Ainsi, dans un territoire riche en ressources naturelles, notamment minières, les inégalités sociales se confondent avec les inégalités ethno-raciales. Le « transfert des compétences » et l’effort pour le développement, promis par les accords de Nouméa, n’ont pas été au rendez-vous. Le Sénat coutumier parle de « peuple sinistré ».

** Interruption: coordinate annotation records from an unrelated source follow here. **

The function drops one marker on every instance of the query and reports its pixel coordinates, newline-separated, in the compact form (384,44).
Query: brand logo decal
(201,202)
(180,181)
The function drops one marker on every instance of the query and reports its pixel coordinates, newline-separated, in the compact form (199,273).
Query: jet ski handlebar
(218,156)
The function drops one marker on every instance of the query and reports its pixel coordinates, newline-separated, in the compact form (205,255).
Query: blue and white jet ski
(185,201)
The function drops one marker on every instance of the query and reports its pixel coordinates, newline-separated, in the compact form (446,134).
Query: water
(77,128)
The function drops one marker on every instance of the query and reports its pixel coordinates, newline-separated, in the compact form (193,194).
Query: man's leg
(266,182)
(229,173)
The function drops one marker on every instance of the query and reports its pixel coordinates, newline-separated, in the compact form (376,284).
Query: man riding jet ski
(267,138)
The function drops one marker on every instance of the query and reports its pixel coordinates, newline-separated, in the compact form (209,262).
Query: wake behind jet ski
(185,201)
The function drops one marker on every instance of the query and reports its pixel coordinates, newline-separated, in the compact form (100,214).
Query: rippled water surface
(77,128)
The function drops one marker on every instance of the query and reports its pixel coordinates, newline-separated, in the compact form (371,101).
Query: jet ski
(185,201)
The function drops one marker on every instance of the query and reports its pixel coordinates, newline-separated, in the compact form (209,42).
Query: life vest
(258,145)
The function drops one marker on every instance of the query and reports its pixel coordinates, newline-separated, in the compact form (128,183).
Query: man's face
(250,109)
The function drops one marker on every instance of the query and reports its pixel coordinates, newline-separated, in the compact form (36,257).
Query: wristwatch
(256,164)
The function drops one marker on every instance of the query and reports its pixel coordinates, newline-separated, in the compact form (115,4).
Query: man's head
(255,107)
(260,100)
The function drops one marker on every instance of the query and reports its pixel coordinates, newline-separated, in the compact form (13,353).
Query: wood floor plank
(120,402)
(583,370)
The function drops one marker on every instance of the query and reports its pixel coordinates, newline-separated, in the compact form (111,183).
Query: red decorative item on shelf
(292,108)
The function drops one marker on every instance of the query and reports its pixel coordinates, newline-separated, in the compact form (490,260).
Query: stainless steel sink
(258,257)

Malgré les déclarations de Macron, qui a eu le cynisme, dans son allocution consécutive au référendum, de vanter la « république française » et ses « valeurs », le combat contre les dégâts du colonialisme français est donc loin d’être terminé, et il ne manquera pas de se poursuivre au-delà des résultats du scrutin. Il ne nous appartient pas de décider à la place des Kanak, mais une chose est toutefois certaine : nous serons à leurs côtés pour les luttes à venir, pour un réel exercice du droit à l’autodétermination et pour la justice sociale.